Bullying Technique – Indian Rug Burn

While discussing childhood bullies with a group of my friends, a unique method of torture was brought up. As a child growing up, my friend experienced several types of physical bullying. Perhaps the most miserable of all, he told us was known as the “Indian Rug Burn”.

In case the reader is not familiar with this term, an Indian Rug Burn is inflicted as follows:

A bully grabs an unsuspecting shrimpy nerd by the arm, despite his desperate attempts to escape.

Said bully places both of his hands adjacent to one another on said nerd’s forearm.

When said bully has finished milking the pre-pain period, he tightens his grip, and twists each hand in opposite directions.

This causes immediate and terrible pain for said nerd.

While simple, Indian Rug Burns are effective in inflicting a large amount of pain on the victim in a very short period of time. From a folkloric perspective, it is interesting to consider two things:

  1. Why is this bullying technique called an “Indian Rug Burn”?
  2.  What makes this such a compelling method of torture?

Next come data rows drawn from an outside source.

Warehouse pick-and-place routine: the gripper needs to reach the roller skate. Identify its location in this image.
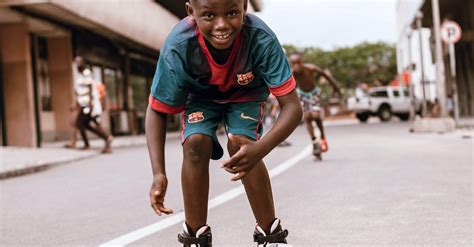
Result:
[253,219,292,247]
[178,222,212,247]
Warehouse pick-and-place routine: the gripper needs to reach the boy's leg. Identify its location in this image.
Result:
[181,134,212,235]
[181,101,223,235]
[304,112,316,141]
[313,112,326,140]
[225,102,286,243]
[227,141,275,232]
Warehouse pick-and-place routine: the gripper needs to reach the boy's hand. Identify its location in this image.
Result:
[150,174,173,216]
[222,134,265,181]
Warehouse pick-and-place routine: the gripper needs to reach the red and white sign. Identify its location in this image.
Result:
[441,21,462,44]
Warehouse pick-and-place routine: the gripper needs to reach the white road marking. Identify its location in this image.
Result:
[100,145,311,247]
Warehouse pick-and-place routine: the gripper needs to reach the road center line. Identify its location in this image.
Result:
[100,145,311,247]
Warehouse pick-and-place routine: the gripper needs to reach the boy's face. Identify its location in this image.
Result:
[288,53,304,73]
[186,0,247,49]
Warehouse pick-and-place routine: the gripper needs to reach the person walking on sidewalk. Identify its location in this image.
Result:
[74,57,113,153]
[289,52,341,155]
[146,0,302,247]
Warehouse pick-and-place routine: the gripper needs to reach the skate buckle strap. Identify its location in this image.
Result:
[253,229,288,246]
[178,234,212,246]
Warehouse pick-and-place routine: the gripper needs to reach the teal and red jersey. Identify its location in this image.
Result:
[149,14,296,114]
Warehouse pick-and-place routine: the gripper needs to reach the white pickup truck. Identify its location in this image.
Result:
[347,86,421,122]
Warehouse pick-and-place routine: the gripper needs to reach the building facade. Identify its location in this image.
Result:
[0,0,261,147]
[397,0,474,117]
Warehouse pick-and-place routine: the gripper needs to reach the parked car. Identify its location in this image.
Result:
[347,86,421,122]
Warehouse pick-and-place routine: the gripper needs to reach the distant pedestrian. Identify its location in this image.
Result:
[146,0,302,247]
[74,57,113,153]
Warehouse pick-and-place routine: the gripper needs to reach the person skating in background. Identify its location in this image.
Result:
[289,52,341,154]
[71,57,113,153]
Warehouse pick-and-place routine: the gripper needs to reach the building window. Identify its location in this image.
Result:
[104,68,124,110]
[36,37,53,111]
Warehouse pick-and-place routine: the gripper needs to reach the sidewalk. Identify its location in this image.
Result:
[0,117,474,179]
[0,132,181,179]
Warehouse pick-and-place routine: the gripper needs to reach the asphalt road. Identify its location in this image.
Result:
[0,122,474,247]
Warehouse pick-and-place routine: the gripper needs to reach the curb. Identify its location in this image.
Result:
[0,142,146,180]
[0,153,100,180]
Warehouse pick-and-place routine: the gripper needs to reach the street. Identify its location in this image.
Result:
[0,121,474,247]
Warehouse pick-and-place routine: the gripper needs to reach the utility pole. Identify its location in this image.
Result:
[431,0,448,118]
[416,11,427,117]
[406,29,416,119]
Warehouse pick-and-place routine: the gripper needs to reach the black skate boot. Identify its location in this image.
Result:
[253,219,292,247]
[178,223,212,247]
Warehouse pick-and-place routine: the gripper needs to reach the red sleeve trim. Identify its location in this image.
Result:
[148,95,184,114]
[269,75,296,96]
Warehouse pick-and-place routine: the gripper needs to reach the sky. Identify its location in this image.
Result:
[257,0,397,50]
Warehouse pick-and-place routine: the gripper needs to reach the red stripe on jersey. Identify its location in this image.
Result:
[148,95,184,114]
[196,29,241,92]
[268,75,296,96]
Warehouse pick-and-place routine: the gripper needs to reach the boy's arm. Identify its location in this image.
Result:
[222,90,303,181]
[145,106,173,215]
[259,90,303,152]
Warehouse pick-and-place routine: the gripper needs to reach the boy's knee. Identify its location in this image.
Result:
[183,134,212,162]
[227,135,250,155]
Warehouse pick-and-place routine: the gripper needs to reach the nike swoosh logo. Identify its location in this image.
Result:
[240,112,258,122]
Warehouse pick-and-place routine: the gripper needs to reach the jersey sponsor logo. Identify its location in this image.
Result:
[240,112,258,122]
[188,111,204,123]
[237,71,254,86]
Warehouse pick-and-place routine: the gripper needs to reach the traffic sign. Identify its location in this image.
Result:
[441,21,462,44]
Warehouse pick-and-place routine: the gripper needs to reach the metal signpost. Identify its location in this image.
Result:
[441,21,462,122]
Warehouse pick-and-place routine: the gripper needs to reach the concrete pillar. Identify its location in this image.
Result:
[47,36,74,139]
[0,23,37,147]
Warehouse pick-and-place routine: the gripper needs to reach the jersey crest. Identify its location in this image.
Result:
[237,71,254,86]
[188,111,204,123]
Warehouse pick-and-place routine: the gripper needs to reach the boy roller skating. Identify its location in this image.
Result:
[289,52,340,160]
[146,0,302,247]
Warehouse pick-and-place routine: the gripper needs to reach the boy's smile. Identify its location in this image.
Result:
[186,0,247,49]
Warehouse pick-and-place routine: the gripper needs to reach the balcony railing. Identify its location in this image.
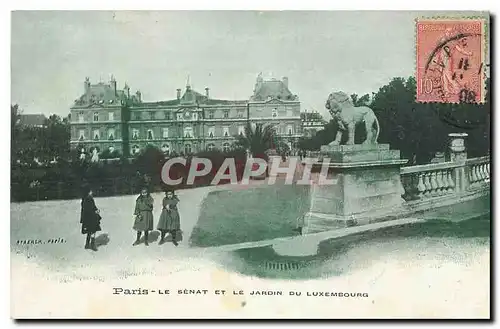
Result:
[401,156,490,201]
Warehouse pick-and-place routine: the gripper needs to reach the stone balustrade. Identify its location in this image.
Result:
[401,156,490,201]
[465,156,490,188]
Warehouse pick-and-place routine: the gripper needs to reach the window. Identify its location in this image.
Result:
[238,126,245,136]
[108,128,115,141]
[78,129,85,141]
[184,127,193,138]
[161,144,170,154]
[208,127,215,137]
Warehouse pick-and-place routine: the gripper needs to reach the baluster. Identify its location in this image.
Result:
[481,163,488,182]
[431,171,439,196]
[435,170,444,195]
[441,169,450,194]
[436,170,448,195]
[474,165,481,183]
[417,173,426,198]
[470,166,477,185]
[410,174,420,200]
[424,172,432,197]
[477,163,484,183]
[447,169,455,193]
[401,175,410,200]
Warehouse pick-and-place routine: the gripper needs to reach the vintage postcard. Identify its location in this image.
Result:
[10,11,491,319]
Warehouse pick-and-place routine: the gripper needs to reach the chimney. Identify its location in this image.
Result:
[110,75,116,95]
[83,77,90,94]
[282,77,288,88]
[123,82,130,98]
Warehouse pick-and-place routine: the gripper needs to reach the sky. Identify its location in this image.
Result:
[11,11,468,117]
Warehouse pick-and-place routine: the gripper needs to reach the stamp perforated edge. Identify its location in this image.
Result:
[414,12,491,104]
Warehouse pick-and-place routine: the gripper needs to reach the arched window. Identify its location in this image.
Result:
[161,144,170,154]
[272,108,278,118]
[184,127,193,138]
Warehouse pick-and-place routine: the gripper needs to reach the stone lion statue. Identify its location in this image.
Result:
[325,92,380,145]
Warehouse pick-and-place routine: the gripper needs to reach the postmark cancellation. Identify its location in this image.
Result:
[416,17,487,103]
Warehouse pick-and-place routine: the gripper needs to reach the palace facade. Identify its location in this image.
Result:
[71,75,302,156]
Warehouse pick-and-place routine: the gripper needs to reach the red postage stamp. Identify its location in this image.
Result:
[416,18,487,103]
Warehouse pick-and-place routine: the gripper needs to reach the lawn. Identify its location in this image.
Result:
[189,185,309,247]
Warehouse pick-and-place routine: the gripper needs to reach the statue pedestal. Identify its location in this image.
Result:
[307,144,407,233]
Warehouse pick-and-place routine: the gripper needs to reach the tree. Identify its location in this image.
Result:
[236,123,276,158]
[370,77,490,164]
[10,104,21,163]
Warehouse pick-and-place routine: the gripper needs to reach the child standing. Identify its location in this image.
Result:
[157,191,181,246]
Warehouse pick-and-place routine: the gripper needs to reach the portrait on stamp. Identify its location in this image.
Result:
[416,18,486,103]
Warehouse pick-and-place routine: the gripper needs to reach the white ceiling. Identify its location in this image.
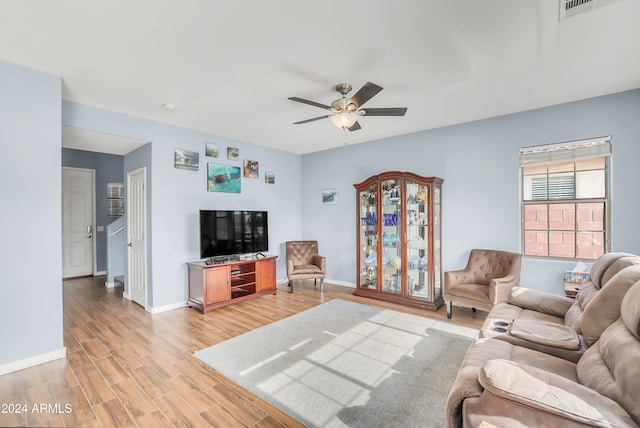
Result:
[0,0,640,153]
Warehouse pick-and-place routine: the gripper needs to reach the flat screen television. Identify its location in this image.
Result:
[200,210,269,258]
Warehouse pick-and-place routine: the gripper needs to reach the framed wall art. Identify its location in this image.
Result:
[242,159,260,178]
[227,147,240,160]
[173,149,200,171]
[207,163,241,193]
[204,143,219,158]
[264,171,276,184]
[322,189,338,205]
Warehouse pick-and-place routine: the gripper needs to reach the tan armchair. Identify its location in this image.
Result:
[444,249,522,318]
[285,241,327,293]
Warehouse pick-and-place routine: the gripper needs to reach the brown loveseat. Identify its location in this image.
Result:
[446,254,640,428]
[480,253,640,362]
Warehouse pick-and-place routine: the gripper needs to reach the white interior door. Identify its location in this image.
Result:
[62,168,95,278]
[126,168,147,307]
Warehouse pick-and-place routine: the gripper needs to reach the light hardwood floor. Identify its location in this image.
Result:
[0,277,486,427]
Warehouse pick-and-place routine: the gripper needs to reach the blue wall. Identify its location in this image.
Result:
[62,149,124,272]
[62,101,302,309]
[0,61,65,373]
[302,90,640,294]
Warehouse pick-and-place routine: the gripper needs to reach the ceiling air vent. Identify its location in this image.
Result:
[560,0,615,21]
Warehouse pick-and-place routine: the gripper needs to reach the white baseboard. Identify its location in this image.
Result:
[324,278,356,288]
[276,278,356,288]
[149,302,187,314]
[0,348,67,376]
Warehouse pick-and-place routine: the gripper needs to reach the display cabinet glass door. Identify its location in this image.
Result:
[358,183,378,289]
[380,179,403,294]
[405,180,431,299]
[432,183,442,301]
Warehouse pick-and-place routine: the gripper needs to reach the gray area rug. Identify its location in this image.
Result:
[195,299,478,428]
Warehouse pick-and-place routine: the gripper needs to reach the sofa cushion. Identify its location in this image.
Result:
[509,287,574,317]
[509,319,580,351]
[478,360,635,426]
[576,319,640,423]
[580,264,640,346]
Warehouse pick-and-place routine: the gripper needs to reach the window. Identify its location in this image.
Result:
[520,137,611,260]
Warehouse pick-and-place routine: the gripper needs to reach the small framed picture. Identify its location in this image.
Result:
[242,159,260,178]
[322,189,338,205]
[204,143,219,158]
[264,171,276,184]
[173,149,200,171]
[227,147,240,160]
[207,163,241,193]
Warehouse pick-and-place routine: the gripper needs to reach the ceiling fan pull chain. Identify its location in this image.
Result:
[342,128,347,156]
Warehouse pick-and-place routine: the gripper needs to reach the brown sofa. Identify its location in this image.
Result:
[446,254,640,428]
[479,253,640,362]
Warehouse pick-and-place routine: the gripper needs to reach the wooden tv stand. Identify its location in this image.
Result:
[187,256,278,313]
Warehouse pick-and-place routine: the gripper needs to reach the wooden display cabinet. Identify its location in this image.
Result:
[187,256,278,313]
[354,171,444,310]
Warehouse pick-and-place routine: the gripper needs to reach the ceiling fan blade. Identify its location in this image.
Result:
[289,97,331,110]
[349,82,382,108]
[363,107,407,116]
[293,114,331,125]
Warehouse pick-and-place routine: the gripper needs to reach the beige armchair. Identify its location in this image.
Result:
[285,241,327,293]
[444,249,522,318]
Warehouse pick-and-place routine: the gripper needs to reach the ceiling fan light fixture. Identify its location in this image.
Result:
[329,111,359,129]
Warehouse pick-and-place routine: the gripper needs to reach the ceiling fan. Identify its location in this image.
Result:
[289,82,407,131]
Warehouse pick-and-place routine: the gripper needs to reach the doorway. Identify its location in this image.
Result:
[62,167,96,279]
[126,167,147,308]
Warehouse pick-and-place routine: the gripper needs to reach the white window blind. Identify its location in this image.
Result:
[520,137,611,166]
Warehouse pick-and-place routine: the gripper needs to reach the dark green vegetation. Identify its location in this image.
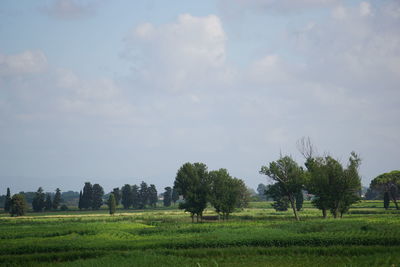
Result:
[0,201,400,266]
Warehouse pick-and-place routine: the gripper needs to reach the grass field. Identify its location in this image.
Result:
[0,201,400,266]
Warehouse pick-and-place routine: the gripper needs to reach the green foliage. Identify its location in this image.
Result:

To address these questions one at I time, I began by asking my friend from whom I originally collected the information. He replied that he was not sure where he first heard the term “Indian Rug Burn”, or when it was first done to him. He simply “Just knew what it was”. In response to the second question, he said that, as a former highly-bullied individual, the main reason for the popularity of Indian Rug Burns is that there is no accountability to the bully. It leaves no lasting marks on the victim, yet causes a great amount of pain. In addition, my friend said that it was a very common method of bullying, and therefore was difficult to trace back to a single source.

My personal take on the first question is perhaps a stretch, but possible nonetheless. We must consider the physical state of one’s forearm post-Indian Rug Burn. It is usually pretty red. Although 10 year-olds may not have known it, perhaps their actions reflected subjects (racism) that far exceeded their ages.  As we discussed in class, this is also found with the game of Bloody Mary and little girls. They do not yet have knowledge of their menstrual cycle, yet play a game that is directly tied to it.